After a signing of an NDA, a verification of our identification cards, and a official looking man having a brief private conversation with Vinnie, we were prepared to look behind the veil of Sony. A big thank you to sound designer Kurt Kellenberger, our official guide for this excursion. Leading the way into the bowels of the development team, we were briefly shown the various cubicles occupied by each of their production teams, including coders, graphic designers, and in house game testers all sporting decorations of various sports teams from around the country.

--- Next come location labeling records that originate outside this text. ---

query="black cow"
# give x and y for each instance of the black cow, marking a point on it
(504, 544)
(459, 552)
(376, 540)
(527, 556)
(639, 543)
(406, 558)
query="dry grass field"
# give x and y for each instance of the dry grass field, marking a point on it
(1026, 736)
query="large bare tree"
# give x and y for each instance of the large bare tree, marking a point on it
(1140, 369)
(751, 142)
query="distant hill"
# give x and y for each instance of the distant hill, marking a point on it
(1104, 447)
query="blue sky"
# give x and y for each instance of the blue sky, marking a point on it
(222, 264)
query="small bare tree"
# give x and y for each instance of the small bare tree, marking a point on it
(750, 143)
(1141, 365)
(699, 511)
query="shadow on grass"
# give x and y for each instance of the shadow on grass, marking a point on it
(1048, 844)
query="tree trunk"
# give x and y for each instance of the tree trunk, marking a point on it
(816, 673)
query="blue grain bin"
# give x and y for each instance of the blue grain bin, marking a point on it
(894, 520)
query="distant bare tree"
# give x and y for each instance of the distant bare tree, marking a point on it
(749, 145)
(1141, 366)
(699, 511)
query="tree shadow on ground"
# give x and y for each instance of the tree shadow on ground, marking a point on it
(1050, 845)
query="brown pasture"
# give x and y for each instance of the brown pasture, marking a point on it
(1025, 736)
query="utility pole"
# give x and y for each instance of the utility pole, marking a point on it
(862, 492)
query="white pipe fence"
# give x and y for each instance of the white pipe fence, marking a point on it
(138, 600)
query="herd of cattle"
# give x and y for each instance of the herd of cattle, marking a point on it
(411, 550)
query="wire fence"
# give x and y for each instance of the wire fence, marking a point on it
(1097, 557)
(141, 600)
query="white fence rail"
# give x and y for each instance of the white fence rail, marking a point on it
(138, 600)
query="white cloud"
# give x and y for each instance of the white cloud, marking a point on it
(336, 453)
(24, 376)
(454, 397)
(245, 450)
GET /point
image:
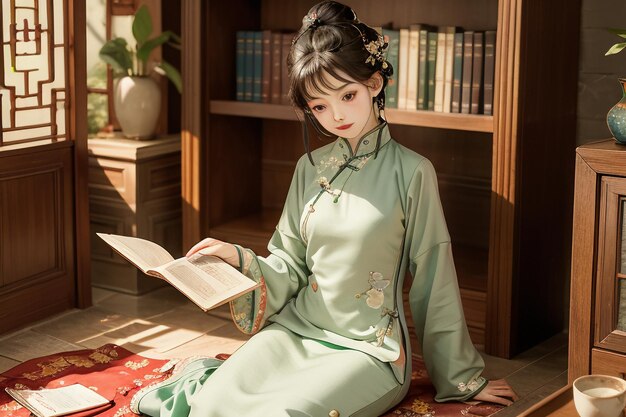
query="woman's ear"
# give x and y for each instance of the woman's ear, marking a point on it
(375, 84)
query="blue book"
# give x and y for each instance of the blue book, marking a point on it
(240, 64)
(248, 72)
(457, 73)
(392, 37)
(257, 69)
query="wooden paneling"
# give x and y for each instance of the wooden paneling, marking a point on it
(583, 264)
(36, 235)
(608, 363)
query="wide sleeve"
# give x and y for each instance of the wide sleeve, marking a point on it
(282, 273)
(453, 363)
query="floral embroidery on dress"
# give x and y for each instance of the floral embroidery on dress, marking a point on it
(247, 320)
(472, 385)
(375, 295)
(122, 411)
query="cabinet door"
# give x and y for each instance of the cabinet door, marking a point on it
(610, 301)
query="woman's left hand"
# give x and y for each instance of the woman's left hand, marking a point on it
(497, 391)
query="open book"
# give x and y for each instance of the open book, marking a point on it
(208, 281)
(52, 402)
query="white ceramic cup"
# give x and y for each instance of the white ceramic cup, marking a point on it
(599, 396)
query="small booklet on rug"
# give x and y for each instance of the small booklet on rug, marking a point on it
(52, 402)
(208, 281)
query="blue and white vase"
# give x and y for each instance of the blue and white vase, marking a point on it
(616, 117)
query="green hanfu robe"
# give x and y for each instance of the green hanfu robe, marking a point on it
(330, 335)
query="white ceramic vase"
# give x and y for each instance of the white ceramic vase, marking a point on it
(137, 102)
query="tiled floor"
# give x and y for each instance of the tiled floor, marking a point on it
(164, 324)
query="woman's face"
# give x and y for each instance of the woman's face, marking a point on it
(346, 109)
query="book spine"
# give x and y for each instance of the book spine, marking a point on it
(458, 73)
(440, 69)
(267, 66)
(449, 69)
(477, 74)
(403, 70)
(285, 48)
(466, 83)
(411, 94)
(422, 80)
(430, 71)
(248, 67)
(392, 37)
(240, 48)
(275, 82)
(257, 74)
(490, 48)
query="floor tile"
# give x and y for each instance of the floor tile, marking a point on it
(144, 306)
(225, 339)
(30, 344)
(145, 335)
(534, 397)
(85, 324)
(6, 363)
(538, 373)
(100, 294)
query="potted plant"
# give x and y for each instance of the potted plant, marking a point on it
(616, 117)
(137, 96)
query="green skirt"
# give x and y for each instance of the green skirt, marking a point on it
(276, 373)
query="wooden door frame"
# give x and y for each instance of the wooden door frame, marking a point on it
(77, 71)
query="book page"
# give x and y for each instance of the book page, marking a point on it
(144, 254)
(206, 280)
(58, 401)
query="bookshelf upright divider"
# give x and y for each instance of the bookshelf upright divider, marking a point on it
(505, 180)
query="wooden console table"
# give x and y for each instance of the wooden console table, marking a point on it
(134, 190)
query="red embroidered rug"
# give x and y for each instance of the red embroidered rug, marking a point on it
(419, 401)
(117, 374)
(112, 371)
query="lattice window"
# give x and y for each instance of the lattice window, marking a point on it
(33, 76)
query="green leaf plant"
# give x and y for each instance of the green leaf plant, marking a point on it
(125, 60)
(620, 45)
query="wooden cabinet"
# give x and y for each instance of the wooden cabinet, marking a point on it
(134, 190)
(505, 180)
(598, 292)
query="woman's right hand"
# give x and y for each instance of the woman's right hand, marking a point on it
(214, 247)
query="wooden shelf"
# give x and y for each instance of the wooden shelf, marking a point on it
(468, 122)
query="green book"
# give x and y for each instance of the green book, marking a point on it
(457, 73)
(257, 68)
(239, 64)
(431, 59)
(392, 37)
(248, 72)
(422, 73)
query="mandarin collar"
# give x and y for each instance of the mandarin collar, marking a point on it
(367, 143)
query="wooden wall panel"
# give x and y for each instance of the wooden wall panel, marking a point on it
(36, 235)
(31, 223)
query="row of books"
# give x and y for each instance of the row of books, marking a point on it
(440, 69)
(261, 61)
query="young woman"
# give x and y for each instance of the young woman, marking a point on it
(330, 335)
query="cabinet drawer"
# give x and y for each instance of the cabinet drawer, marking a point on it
(608, 363)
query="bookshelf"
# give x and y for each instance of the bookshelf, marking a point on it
(506, 181)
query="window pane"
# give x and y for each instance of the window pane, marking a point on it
(97, 112)
(621, 305)
(622, 239)
(96, 37)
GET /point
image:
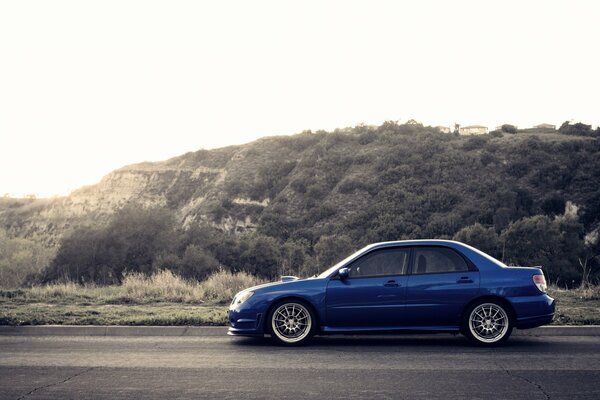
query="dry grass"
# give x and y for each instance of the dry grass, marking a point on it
(163, 286)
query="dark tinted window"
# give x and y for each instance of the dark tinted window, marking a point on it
(381, 262)
(433, 260)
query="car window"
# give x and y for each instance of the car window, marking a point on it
(380, 263)
(433, 260)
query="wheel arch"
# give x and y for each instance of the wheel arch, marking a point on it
(283, 299)
(482, 299)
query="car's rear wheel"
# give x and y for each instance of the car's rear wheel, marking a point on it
(487, 323)
(291, 323)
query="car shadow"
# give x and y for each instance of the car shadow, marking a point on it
(406, 341)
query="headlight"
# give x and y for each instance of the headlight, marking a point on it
(242, 297)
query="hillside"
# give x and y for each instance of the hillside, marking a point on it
(366, 183)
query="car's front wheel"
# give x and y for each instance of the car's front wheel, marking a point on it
(487, 323)
(291, 323)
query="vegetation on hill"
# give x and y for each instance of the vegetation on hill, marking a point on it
(296, 204)
(166, 299)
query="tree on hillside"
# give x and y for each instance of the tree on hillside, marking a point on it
(507, 128)
(577, 129)
(21, 258)
(131, 241)
(480, 237)
(332, 248)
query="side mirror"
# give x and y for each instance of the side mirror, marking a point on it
(343, 273)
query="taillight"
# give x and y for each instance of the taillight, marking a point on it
(540, 282)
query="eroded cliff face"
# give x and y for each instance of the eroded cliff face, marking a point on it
(189, 184)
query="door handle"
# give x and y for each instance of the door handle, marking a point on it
(464, 279)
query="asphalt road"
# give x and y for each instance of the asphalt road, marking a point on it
(426, 367)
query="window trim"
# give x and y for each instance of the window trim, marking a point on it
(470, 266)
(377, 250)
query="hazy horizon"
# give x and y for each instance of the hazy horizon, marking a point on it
(86, 88)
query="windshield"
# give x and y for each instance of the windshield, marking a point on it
(337, 266)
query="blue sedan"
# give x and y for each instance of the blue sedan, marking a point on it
(403, 286)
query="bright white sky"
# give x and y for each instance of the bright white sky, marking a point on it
(90, 86)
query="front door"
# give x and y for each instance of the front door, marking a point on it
(373, 294)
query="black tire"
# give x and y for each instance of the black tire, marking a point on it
(487, 323)
(291, 322)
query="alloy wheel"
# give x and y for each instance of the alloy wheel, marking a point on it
(488, 323)
(291, 323)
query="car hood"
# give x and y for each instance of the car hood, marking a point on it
(278, 283)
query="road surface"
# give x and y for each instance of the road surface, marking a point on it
(411, 367)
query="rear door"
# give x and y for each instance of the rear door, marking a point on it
(441, 283)
(374, 292)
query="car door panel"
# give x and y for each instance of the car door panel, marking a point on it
(362, 302)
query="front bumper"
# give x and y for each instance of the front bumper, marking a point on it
(245, 322)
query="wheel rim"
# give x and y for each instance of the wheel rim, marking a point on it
(488, 322)
(291, 322)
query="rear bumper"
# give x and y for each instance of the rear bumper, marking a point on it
(535, 311)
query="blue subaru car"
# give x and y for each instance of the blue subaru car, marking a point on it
(404, 286)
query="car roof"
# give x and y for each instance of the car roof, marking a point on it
(417, 242)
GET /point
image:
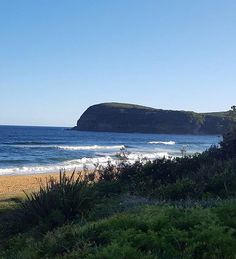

Once we wrapped up in that first building, we headed into a different building across the street. Here, we got a sneak peak into one of the studios, a padded room with all sorts of consumer speakers ready for testing. Next we were shown the studio in which Sony produces some of their sound effects with a clutter of miscellaneous materials, all scattered in and around a foley pit located in the center of the room (a studio any sound designer would dream of having access to). The next room we entered was a show room of sorts and had the all too familiar Protools session open. Here Kurt gave us a view into the next step of their sound implementation, we were then shown a video with 100% of the sound effects were produced in the  aforementioned studio, and were informed of their in-depth sound effects library (a section of which is dedicated to the diverse sound of the human fart, a must have in any sound effects library!). With the clock ticking, the last visit on our tour we were given a sneak peak into the program which Kurt used to implement the sounds in a video game. Replaying a scene over and over and showing all the possible outcomes that could occur in the video game world, we got to learn how a sound designer battles with a gamer's free will,  attempting to predict all the actions a player could possibly make, and using this to maintain the games immersiveness. Running behind on time, we wrapped up the tour, with an open invitation for us to apply for their internship program, and Kurt guiding us back to our vehicles. With a big thank you and a sorrowful farewell to Kurt and Sony Games, we began the return back to campus, leaving with a whole new appreciation and understanding of what it takes to design a video game, leaving all of us thinking about this other possible career path.

- Jacques

Sony Games Sound Design Kurt Kellenberger speaks. Garrett Hood, Andrea Allmond, and Jordan Tani listen.